Several years ago, I worked with the most incredible teacher. Let’s call him Bob. Bob was the kind of teacher we all aspire to be: he was liked and respected by students, had excellent subject knowledge, and delivered consistently good Key Stage 3 and GCSE results. He wasn’t a saint though – he could occasionally be snappy with staff and his desk looked like it had been the victim of a highly localised whirlwind. But he was a great teacher.
Like all of us, though, Bob had an Achilles heel: buying resources. He couldn’t stand it. In his opinion, a truly great teacher planned all their own lessons from scratch. They didn’t buy a single worksheet or SoW or study guide. He claimed it was lazy teaching to rely on the resources of others. You needed to have passion for your subject, he said, and that meant that you needed to create everything yourself. And, because I liked and respected him (and because he got such great results), I believed him.
Proving your passion: is it worth it?
For years, I thought that to use someone else’s resource was cheating.
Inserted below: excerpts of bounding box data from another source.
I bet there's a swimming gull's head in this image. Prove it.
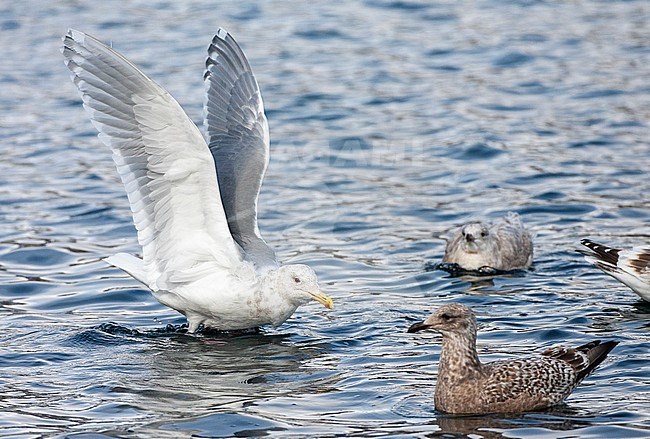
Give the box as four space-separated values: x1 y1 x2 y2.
408 303 476 336
461 223 490 253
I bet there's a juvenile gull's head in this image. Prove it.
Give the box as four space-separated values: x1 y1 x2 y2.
408 303 476 336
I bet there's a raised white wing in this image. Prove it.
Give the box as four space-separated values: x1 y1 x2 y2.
62 30 241 291
204 29 277 270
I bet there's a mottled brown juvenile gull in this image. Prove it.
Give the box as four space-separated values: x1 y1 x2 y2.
442 212 533 272
408 303 618 414
62 29 333 332
580 239 650 302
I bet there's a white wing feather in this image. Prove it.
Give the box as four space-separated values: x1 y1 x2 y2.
63 30 241 291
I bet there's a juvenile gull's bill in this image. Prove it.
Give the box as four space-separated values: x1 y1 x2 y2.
580 239 650 302
408 303 618 414
62 29 333 332
442 212 533 272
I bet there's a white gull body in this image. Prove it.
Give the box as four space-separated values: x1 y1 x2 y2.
62 29 333 332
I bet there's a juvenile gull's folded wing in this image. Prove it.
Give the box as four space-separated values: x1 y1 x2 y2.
62 30 240 290
204 29 277 270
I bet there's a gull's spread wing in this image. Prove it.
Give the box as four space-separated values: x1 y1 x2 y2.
62 30 240 291
204 29 277 269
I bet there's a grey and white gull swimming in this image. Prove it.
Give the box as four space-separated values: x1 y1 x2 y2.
442 212 533 273
408 303 618 414
62 29 333 332
580 239 650 302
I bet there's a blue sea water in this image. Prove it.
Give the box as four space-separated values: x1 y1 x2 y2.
0 0 650 438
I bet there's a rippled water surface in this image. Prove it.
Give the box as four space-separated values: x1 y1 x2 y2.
0 0 650 438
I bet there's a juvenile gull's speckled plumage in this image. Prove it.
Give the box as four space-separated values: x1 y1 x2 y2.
442 212 533 271
408 303 618 414
580 239 650 302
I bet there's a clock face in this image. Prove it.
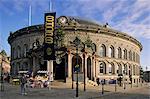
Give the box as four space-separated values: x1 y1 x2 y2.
59 17 67 24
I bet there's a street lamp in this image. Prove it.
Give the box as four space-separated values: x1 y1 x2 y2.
1 55 4 91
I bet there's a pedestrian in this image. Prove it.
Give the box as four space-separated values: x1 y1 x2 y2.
20 74 27 95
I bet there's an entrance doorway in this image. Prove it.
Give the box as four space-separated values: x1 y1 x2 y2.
87 57 92 80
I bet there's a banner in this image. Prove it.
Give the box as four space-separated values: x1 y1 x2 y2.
44 12 56 60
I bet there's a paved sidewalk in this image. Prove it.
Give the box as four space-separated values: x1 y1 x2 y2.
0 82 149 99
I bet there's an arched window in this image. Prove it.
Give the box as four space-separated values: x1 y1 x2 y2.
133 65 135 75
23 44 28 57
129 50 132 61
133 52 135 61
111 63 115 74
99 62 106 74
123 49 127 59
17 46 21 58
118 64 122 74
100 44 106 57
118 47 122 58
108 64 112 73
11 48 16 59
22 62 28 71
124 64 128 75
129 65 131 75
108 46 115 58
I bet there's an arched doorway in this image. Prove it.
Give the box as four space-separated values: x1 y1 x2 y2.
53 54 68 80
87 57 92 80
72 56 82 72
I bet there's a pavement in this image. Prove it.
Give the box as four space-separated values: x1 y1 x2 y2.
0 82 150 99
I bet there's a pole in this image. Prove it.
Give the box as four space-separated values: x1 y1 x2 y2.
76 44 79 97
1 55 4 91
131 79 132 88
102 82 104 95
83 54 86 91
47 61 51 90
72 67 74 89
64 54 67 83
115 80 117 92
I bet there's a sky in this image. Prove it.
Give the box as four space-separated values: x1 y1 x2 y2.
0 0 150 70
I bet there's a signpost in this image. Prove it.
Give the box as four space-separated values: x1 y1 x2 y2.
44 12 56 89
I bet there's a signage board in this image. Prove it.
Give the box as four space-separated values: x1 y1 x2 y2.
44 12 56 60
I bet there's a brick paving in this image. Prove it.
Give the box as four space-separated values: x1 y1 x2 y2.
0 82 147 99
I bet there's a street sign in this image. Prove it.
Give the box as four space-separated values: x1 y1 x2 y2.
44 12 56 60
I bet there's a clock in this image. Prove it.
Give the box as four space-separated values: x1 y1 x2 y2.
58 16 67 24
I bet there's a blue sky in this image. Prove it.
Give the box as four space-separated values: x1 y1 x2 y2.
0 0 150 70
If I downloaded or borrowed so much as a worksheet, I felt guilty. I was passionate about English, and I knew that if I didn’t demonstrate that passion by writing every single lesson myself, I would be doing my students a massive disservice. So I worthily slogged into the small hours every weekday, creating beautiful bespoke resources for my classes. And then marking. And then doing all the admin. And then turning up to school on five hours’ sleep, ready to teach 150 students.
And guess what? I got very, very tired. Creating everything from scratch was killing my passion. And possibly killing me.
The penny drops
It took a while for the penny to drop. But when it did, it was a clanger. I liked Bob. I respected Bob. But he was wrong about this. Terribly, terribly wrong. He had confused passion with planning.
And here’s what I realised: the best teachers are the ones who have passion for their subject. The ones who inspire students with their love and excitement and wonder. If you can do that, if you can make a student buzz with excitement and smile and gasp and just get it, then you have succeeded. And it doesn’t matter a jot who created the resources which get them there. It’s how you teach them. It’s how you inspire them that matters.
It was a Damascene moment for me. I realised that I could bring the passion, and leave the planning to others. For the first time, I downloaded and used someone else’s SoW – and it was fantastic. Of course, I changed the odd lesson, delivered the teaching in my own way and in my own style. But I found that because I wasn’t surviving on five hours’ sleep any longer, I was actually enjoying my subject again. I had reignited my passion.
And Bob? Well, he huffed and puffed a bit when he found out I was using downloaded resources. But my results were good, the students loved my lessons, and I was healthy. It’s hard to argue with that kind of logic.